G’raha Tia snarls, and Emet-selch feels his smile become true.

I have seen the moon, held it close, and I fear that should you cast your eyes upon even a fraction of its true form, you would fare much worse than a dying moth.” He feels his pitch lower, the rumble of his words becoming almost— wistful. “Your warrior upon the surface is the speck, and mine was—”

As soon as the words leave his mouth, he knows he has made a mistake.

He sees the child’s eyes widen, before the tell-tale furrow of his brow confirms to Emet-Selch that he has said too much, has given him a piece to a puzzle the scheming whelp had been putting together all this time.

He can tell that G’raha Tia spoke slowly, his voice quiet and furtive. “—Yours?”

Emet-Selch’s hands were on his throat before he could speak any further, his grip tight and unflinching, the shatter of glass coming a moment later.

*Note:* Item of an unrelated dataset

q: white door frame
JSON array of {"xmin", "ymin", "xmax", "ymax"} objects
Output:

“Now look at what you’ve done.” Emet-Selch can no longer smile, his eyes wide with a fury he had stoked for eons, across lifetimes inconceivable to mortals. ”You give an ilm and they take a yalm.”

“‘Tis your turn to enlighten me, Exarch.”


Author's note

I had been wanting to write down how I imagined the G'raha torturing to go in ShB. Unfortunately I'm still not confident in my writing, but I tried to take a little stab at it here. Hopefully I can expand it later.